I have a customer that has a Ubuntu 20.04 VM running inside a qNAP NAS server providing information management functionality to windows 10 clients. The VM is joined to their domain but the qNAP server is not. The NAS server is only used as an easy place to run the VM. The VM is providing much more functionality than the NAS device can for this client, the details of which are a bit involved and would require more space than this forum really allows. (Would be happy to discuss this with anyone on a side channel...)

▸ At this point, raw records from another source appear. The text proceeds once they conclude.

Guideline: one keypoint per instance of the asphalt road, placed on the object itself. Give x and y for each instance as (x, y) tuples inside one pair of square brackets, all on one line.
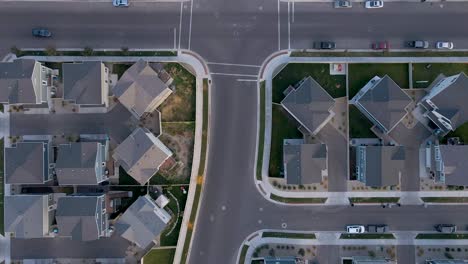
[(245, 32)]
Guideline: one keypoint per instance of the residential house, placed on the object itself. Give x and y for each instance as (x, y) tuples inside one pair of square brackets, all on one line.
[(448, 164), (142, 222), (140, 89), (29, 216), (28, 163), (86, 83), (82, 163), (82, 218), (304, 163), (379, 166), (383, 102), (24, 81), (141, 154), (445, 104), (309, 104)]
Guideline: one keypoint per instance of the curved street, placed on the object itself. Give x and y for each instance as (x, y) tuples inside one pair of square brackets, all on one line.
[(235, 37)]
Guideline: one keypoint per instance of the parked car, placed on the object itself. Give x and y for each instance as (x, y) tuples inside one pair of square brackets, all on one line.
[(444, 45), (445, 228), (343, 4), (355, 229), (380, 45), (419, 44), (377, 228), (374, 4), (123, 3), (41, 33), (324, 45)]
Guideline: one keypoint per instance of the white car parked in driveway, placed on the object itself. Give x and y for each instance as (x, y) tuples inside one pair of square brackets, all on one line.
[(355, 229), (444, 45), (374, 4)]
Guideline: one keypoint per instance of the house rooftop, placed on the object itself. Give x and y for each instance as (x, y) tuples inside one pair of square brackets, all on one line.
[(82, 82), (384, 101), (16, 81), (27, 163), (141, 154), (26, 215), (142, 222), (304, 163), (309, 104)]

This configuration has been running successfully for months without issues until last Friday. These NAS servers have been targeted by a ransomware gang so qNAP decided to force an upgrade of their NAS OS. Probably not the best approach but that's what happened. I then remoted into their system and updated the Ubuntu VM. Then the overlying software also was updated. In hindsight, it was probably not a good idea to update everything at once but that worked here in our lab. However, that's when the fun started...

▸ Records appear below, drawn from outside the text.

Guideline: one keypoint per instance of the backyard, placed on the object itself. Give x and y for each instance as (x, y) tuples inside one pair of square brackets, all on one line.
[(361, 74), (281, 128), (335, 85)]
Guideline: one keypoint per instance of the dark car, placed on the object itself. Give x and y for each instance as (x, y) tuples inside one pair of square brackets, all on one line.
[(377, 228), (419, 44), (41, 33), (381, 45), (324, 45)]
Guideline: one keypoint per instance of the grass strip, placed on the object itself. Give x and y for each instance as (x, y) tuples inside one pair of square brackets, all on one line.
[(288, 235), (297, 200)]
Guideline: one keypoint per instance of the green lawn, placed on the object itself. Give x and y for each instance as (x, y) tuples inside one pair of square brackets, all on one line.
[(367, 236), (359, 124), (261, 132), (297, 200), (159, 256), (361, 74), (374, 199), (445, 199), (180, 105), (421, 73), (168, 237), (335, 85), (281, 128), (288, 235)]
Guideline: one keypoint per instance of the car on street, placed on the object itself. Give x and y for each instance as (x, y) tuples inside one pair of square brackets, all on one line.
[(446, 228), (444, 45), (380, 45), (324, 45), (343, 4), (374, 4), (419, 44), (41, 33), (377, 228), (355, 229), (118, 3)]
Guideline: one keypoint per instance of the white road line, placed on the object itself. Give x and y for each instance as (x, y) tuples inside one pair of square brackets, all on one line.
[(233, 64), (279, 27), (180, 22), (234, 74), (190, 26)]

The software that runs in the VM has windows client software that is upgraded via a Samba share that is mapped to a drive letter on the windows 10 systems. The .exe file that was downloaded had some strange errors and would not run. The file appeared corrupted. I manually copied the file again from the CIFS share on the VM and it failed again but with a different error. Each time I copied the file, the size was correct but would fail in a different manner. I then uploaded a copy directly to the windows machine bypassing the VM and all was well. As you can see, there are a lot of places to point fingers but here is what I've done in an attempt to isolate the problem:
- Did some copy testing with the following results.
- File uploads of just about any size (a few bytes to 1GB) all uploaded to the VM correctly.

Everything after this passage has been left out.